Les assistants avaient écouté avec une surprise croissante cet étrange discours, prononcé d’un ton de sarcasme et de mépris hautain, qui avait gonflé de fiel le cœur des insurgés compagnons du Jaguar, tandis que les officiers du colonel ricanaient entre eux. D’un geste, le Jaguar imposa silence à ses compagnons, et s’inclinant cérémonieusement devant le colonel :

— Que votre volonté soit faite, dit-il, Dieu jugera entre nous ; que le sang versé retombe sur votre tête.

— J’en accepte la responsabilité, répondit le gouverneur avec dédain.

— Ainsi ces paroles que vous venez de prononcer sont sérieuses ?

— Oui.

— Vous êtes bien résolu à agir ainsi envers nous ?

— Certes.

— Votre résolution ne changera pas ?

— Elle est immuable.

— Bataille alors ! s’écria le Jaguar avec enthousiasme.

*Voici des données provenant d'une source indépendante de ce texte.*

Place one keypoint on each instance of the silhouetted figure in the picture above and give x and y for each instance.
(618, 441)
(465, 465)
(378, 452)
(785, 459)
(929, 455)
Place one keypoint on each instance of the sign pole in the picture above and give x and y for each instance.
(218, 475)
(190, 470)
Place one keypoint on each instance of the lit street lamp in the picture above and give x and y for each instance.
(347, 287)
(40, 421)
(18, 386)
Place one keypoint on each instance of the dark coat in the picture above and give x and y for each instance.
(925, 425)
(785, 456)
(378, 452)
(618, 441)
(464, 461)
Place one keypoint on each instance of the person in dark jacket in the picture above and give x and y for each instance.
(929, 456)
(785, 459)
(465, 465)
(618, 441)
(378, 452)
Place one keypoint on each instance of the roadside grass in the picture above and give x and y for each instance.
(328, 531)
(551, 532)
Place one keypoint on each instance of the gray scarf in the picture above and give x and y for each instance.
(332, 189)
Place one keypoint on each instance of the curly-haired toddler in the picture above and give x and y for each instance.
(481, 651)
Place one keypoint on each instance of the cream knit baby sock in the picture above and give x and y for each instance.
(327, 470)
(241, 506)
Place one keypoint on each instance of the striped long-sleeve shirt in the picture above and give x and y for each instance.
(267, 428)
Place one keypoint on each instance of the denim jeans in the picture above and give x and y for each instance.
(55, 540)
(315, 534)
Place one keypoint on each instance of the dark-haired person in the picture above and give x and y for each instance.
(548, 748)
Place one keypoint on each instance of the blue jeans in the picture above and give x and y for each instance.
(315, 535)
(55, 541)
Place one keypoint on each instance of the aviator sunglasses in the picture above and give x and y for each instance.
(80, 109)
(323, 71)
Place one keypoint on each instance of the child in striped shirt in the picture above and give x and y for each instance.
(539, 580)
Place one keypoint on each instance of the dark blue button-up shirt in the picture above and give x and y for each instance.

Viva la patria ! viva la independencia !

Ce cri, répété par ses compagnons, fut entendu du camp et poussé alors avec un élan indicible par les insurgés.

Viva Mejico ! dit le colonel.

Puis il se retira suivi de ses officiers ; de son côté, le Jaguar rentra dans son camp, résolu à tenter un vigoureux coup de main sur la place.

Des deux côtés on se prépara donc à la lutte terrible qui allait s’engager, implacable et sans pitié, entre membres de la même famille et enfants de la même terre, lutte homicide et criminelle, plus horrible cent fois que la guerre étrangère !

  1. Voir la Fièvre d’or, 1 vol, in-12. Amyot, éditeur, rue de la Paix, 8, à Paris.
  2. Toute cette scène est historique. — Gustave Aimard.